Hal ini dilakukan karena pemerintah mengupayakan menjaga disiplin fiskal dengan mempertahankan batas defisit anggaran sebesar 3% dari produk domestik bruto (PDB).
“Ada tadi didiskusikan tadi kalau memang harga BBM naik terus kan itu langkah pertama, efisiensi,” kata Purbaya ditemui usai Rapat Koordinasi Terbatas (Rakortas) bersama para menteri bidang ekonomi di kantor Kementerian Koordinator Bidang Perekonomian, Senin (16/3/2026).
Purbaya mengaku dalam seminggu ke depan akan meminta kementerian dan lembaga (K/L) untuk menghitung ulang anggaran yang bisa dipotong. Dia meminta K/L menunda program-program tambahan sampai waktu yang memungkinkan.
“Mereka sudah kita suruh siapkan, kita minta siapkan berapa persen anggarannya dipotong,” ujarnya.
Dia menegaskan saat ini Kementerian Keuangan akan menunda sejumlah usulan program tambahan oleh K/L terkait. Pemerintah akan fokus terhadap sejumlah program pemerintah yang ada saat ini.
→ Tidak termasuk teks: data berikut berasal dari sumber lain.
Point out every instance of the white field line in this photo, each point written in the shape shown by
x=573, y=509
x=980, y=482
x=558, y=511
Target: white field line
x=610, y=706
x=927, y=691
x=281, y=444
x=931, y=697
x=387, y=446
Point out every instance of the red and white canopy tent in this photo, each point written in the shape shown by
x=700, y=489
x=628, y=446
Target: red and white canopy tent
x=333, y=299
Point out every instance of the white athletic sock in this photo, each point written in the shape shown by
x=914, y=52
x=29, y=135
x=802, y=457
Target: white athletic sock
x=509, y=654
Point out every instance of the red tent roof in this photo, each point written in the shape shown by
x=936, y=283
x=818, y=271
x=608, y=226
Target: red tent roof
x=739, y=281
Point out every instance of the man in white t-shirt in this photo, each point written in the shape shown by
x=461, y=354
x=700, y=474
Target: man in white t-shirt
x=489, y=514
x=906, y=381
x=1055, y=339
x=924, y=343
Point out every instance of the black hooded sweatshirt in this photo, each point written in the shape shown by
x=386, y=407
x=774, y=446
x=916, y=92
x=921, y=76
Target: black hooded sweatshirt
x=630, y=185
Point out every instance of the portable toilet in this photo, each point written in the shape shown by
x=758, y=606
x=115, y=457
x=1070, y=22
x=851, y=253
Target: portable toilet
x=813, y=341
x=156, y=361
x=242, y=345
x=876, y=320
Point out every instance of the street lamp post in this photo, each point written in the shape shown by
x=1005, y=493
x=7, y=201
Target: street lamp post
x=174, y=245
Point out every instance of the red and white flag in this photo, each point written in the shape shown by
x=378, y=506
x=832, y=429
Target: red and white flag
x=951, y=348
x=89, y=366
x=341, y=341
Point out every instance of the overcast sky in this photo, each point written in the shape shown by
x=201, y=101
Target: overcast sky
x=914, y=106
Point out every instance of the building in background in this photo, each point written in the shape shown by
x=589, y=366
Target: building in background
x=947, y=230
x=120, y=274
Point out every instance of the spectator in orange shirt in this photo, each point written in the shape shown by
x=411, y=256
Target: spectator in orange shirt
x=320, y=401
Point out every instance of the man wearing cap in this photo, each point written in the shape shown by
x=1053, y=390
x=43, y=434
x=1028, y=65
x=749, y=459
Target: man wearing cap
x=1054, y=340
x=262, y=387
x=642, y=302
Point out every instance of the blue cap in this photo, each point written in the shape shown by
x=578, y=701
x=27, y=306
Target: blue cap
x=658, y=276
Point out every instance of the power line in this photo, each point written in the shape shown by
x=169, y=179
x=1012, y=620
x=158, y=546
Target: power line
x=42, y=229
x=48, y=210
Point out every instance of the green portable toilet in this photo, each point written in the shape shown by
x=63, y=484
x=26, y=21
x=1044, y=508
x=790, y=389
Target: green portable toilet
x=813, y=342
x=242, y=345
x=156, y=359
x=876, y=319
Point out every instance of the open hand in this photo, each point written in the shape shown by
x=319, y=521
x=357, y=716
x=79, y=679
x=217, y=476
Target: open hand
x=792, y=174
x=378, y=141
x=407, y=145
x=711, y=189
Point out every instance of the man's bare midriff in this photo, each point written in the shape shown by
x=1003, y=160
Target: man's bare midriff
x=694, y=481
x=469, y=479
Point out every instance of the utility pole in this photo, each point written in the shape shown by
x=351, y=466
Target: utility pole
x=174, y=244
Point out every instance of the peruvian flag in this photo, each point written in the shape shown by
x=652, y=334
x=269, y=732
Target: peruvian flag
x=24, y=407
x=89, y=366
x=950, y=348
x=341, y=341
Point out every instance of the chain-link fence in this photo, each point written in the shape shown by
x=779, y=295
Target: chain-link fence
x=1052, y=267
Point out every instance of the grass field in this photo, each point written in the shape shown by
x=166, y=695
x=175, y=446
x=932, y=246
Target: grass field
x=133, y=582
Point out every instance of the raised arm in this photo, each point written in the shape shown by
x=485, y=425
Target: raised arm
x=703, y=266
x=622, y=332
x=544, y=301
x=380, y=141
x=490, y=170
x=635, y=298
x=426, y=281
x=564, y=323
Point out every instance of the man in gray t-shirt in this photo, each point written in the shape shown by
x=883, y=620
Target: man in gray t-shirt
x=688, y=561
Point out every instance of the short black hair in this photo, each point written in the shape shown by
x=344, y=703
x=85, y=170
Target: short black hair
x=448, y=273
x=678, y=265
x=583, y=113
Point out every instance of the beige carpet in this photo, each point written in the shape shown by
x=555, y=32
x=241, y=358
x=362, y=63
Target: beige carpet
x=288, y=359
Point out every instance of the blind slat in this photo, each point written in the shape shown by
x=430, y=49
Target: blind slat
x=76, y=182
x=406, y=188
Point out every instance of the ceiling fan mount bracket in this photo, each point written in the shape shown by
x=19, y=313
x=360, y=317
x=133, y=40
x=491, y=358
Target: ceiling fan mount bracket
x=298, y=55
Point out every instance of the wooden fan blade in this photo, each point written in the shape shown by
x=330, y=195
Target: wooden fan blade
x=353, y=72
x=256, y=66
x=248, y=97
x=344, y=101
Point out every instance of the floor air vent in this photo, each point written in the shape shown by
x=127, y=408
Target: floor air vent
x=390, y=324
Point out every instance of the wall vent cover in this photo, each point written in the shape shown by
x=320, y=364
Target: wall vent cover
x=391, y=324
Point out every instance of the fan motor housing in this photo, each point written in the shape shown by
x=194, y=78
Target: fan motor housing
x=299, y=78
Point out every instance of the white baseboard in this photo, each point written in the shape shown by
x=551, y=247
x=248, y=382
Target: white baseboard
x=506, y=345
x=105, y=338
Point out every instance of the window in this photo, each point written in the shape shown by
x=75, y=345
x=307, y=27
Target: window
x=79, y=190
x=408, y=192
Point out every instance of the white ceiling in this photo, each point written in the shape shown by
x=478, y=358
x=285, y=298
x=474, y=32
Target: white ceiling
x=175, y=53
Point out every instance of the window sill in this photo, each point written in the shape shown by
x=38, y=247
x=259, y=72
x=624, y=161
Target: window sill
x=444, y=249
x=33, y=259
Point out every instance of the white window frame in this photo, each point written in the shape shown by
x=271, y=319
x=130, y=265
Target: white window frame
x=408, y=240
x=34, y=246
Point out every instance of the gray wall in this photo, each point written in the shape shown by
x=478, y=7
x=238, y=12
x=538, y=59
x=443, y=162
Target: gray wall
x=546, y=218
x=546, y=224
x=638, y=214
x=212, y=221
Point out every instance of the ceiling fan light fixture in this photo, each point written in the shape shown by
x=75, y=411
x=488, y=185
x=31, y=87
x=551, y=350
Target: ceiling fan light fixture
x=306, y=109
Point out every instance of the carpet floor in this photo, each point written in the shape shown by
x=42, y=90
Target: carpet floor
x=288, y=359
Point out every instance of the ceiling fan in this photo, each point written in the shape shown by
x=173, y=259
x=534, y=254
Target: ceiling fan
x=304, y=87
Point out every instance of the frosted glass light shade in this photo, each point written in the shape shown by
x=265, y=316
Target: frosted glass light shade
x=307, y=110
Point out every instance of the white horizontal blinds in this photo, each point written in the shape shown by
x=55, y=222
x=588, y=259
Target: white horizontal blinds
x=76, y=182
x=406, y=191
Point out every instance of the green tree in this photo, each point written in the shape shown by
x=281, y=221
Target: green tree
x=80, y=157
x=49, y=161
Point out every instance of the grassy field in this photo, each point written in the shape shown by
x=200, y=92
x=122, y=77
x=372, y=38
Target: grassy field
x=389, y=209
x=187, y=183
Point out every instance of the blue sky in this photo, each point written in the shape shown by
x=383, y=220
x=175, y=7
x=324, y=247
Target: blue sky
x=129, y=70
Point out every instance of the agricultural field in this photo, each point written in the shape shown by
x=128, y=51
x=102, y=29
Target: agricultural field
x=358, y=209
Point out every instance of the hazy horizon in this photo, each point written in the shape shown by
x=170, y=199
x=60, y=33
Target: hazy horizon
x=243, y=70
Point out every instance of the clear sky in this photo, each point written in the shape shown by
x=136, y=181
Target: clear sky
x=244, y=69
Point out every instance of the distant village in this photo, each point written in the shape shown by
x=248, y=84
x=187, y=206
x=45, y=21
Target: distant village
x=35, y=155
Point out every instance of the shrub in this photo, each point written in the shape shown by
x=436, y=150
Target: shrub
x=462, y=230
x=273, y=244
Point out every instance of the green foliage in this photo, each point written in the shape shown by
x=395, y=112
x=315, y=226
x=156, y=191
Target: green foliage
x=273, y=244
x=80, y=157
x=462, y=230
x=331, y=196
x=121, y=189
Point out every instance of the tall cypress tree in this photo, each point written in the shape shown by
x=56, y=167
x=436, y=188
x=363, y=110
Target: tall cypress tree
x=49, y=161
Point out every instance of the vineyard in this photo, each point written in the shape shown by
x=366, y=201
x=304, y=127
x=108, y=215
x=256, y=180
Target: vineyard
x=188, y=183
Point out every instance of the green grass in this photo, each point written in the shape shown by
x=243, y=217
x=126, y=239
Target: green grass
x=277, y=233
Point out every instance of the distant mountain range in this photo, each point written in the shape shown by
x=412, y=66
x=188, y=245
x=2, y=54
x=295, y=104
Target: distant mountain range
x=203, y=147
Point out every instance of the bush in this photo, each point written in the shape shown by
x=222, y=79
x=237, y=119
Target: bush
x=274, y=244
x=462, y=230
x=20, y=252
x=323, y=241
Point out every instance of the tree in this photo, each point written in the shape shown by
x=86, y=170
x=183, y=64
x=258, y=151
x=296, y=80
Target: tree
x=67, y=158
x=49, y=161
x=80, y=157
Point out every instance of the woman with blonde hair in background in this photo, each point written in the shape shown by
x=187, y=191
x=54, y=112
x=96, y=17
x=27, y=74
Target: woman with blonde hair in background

“Jadi ada kan beberapa program tambahan ada kan anggaran tambahan-tambahan yang membuat menggelembung sekali. Yang anggaran sekarang, yang pertama, kita fokus ke yang ada saja. Program tambahan kita tunda dulu sampai keadaan memungkinkan. Tapi sekarang jelas enggak mungkin,” jelas dia.
Meski demikian, Purbaya menyebut pemotongan anggaran K/L belum tentu dieksekusi. Perhitungan ini sebagai langkah awal supaya ketika diperlukan, bisa dieksekusi dengan benar.